左翼の敵と戦っていた、額に大きな十字傷のある男が、素早い体捌きで、次々とかラック族の喉を小刀で掻っ捌いていく。相当な手練れだ。
「こっちは片が付いた。ラギ、お前はアレリオンのサポートに回れ」
「はいよ」
ラギと呼ばれた赤身のある黒髪の女は、自分と対峙している敵を十字傷の男に任せると、金褐色の髪の青年アレリオンの前に出る。
「精度が低い! 一対多数を想定して、一匹も取り逃さない!」
ラギがアレリオンを叱咤する。アレリオンはラギが前面に来てくれたことによって、細身の剣を鞘に納め、再びレンジ攻撃に切り替えた。
「わかってますよ! でもまだ左腕の感覚が完璧じゃない」
「言い訳しない!」
ラギは相変わらずオレに厳しい。命のやりとりをしている最中とはいえアレリオンは少しムッとした。
「おかわりがくるぞ。もたもたし過ぎた」
十字傷の男が遠くからこちらに近づいてくるカラック族の集団に気が付いた。
「くそ、ナイフを回収する暇もない」
残りの投げナイフは八本。
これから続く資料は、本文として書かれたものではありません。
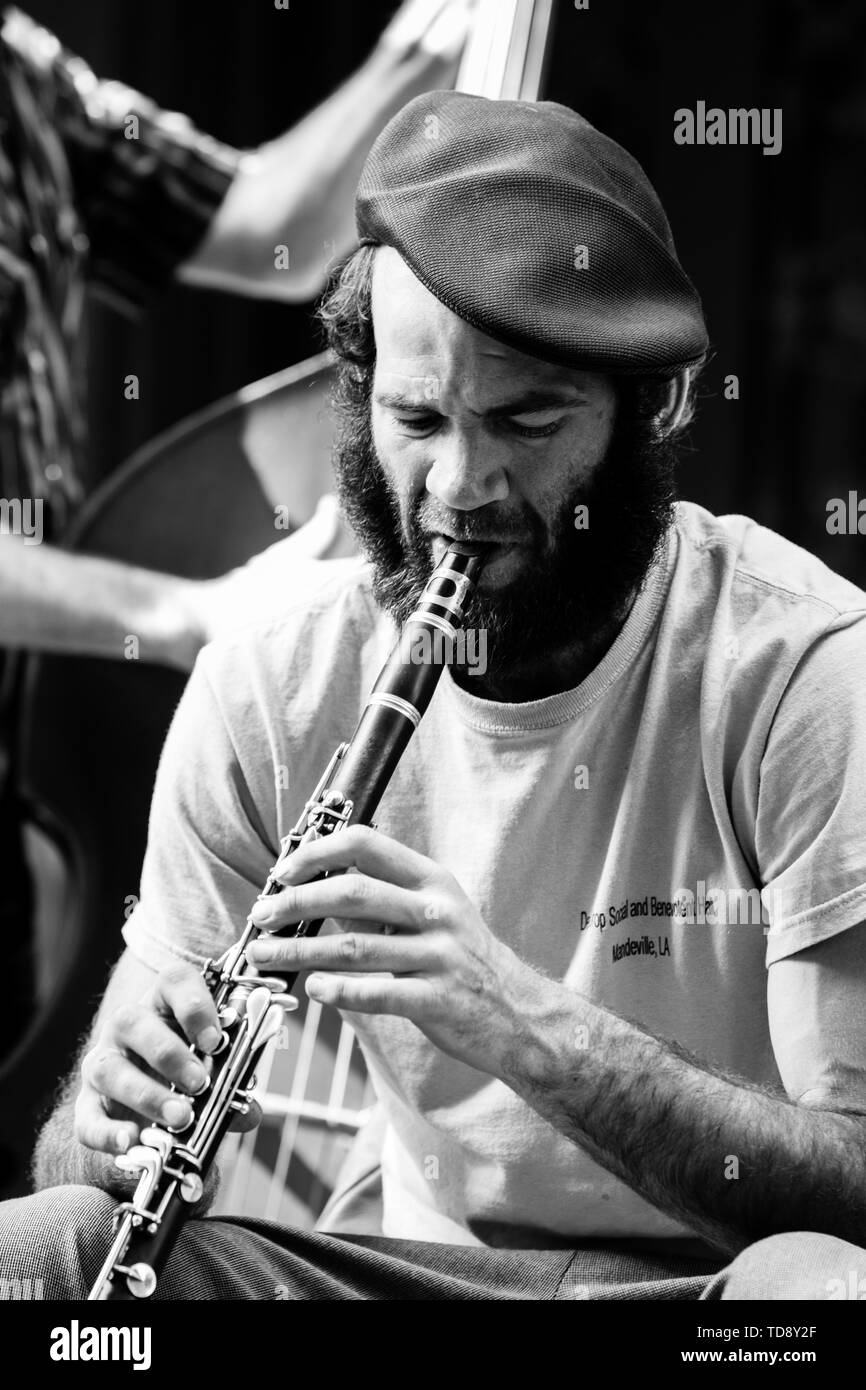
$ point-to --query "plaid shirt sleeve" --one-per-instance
(145, 182)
援軍は十二体。オレの投擲の間合いに入ったら今度こそ全て脳天に命中させてやる!
近接している敵をラギに任せると、アレリオンは両手に三本ずつ、合わせて六本のナイフを手に持った。新たなカラック族が十メートル程度の距離まで迫る。
落ち着けアレリオン。オレならできる。
アレリオンは最初に右手から、次に左手から同時に各三本ずつの投げナイフを投げた。一、二、三、四、五、六。全て命中させた。だが二匹は急所を外した。アレリオンは六本全て急所に命中させられなかった自分を再び責めた。やはり左腕の感覚がまだ戻りきっていない。投げナイフは残り二本。だがこの距離ならもう一度投擲できる。
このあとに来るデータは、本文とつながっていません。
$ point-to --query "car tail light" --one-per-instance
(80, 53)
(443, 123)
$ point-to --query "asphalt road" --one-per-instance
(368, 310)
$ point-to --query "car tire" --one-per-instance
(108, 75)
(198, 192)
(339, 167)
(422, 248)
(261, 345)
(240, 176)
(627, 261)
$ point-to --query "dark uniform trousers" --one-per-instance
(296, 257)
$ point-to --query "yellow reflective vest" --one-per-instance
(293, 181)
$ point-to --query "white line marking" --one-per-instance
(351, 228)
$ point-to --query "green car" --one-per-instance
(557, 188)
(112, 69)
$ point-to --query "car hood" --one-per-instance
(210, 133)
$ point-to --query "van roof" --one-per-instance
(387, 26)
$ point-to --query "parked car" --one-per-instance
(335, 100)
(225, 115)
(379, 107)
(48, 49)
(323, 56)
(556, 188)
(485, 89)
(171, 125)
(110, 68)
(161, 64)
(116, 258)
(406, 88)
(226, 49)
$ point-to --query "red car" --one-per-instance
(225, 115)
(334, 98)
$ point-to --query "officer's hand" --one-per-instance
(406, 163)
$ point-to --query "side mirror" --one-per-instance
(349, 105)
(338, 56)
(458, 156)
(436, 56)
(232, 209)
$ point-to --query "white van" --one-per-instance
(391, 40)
アレリオンは最後の二本のナイフを敢えて左手で持って、瞬時に敵に投げた。二本とも敵の眉間に命中する。やった!これで残りは半分!
アレリオンは改めて細身の剣を抜いて左手に持ち、懐に忍ばせていた小刀を右手に持った。右手の小刀で敵の攻撃をいなし、左手の剣で敵の急所をつくデュアルウィールドのカウンタースタイルだ。だが、アレリオンの出番はもうなかった。十字傷の男とラギが素早くカラック族を仕留めていく。
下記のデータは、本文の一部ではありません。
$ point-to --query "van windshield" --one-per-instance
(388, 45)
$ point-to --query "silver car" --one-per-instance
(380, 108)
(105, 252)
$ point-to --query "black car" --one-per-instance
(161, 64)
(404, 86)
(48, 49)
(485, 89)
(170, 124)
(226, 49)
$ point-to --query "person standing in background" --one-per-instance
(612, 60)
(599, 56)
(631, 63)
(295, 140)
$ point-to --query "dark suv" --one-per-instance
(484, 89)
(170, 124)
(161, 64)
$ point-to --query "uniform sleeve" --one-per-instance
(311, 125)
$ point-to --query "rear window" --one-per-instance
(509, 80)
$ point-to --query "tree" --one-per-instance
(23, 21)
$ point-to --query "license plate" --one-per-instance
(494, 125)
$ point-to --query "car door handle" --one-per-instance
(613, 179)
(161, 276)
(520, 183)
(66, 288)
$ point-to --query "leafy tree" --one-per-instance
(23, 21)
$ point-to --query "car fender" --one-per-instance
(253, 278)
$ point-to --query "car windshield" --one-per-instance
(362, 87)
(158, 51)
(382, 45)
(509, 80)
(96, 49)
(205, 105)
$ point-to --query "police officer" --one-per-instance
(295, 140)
そこには二十六体のカラック族の死体が転がっている。アレリオンはナイフを回収しながら愚痴をこぼす。
「このルートで本当に良かったんですか? 戦いに次ぐ戦いでかえってテンポが遅い気がするぜ」
「山を迂回したり、山越えをする方がはるかに危険だ。お前のおもりをしながら進むにはこの廃坑を抜けるのがベストだ」
はいはい。オレが足手まといってわけね。アレリオンは床においたカンテラを拾って、ラギと十字傷の男とともに先を急いだ。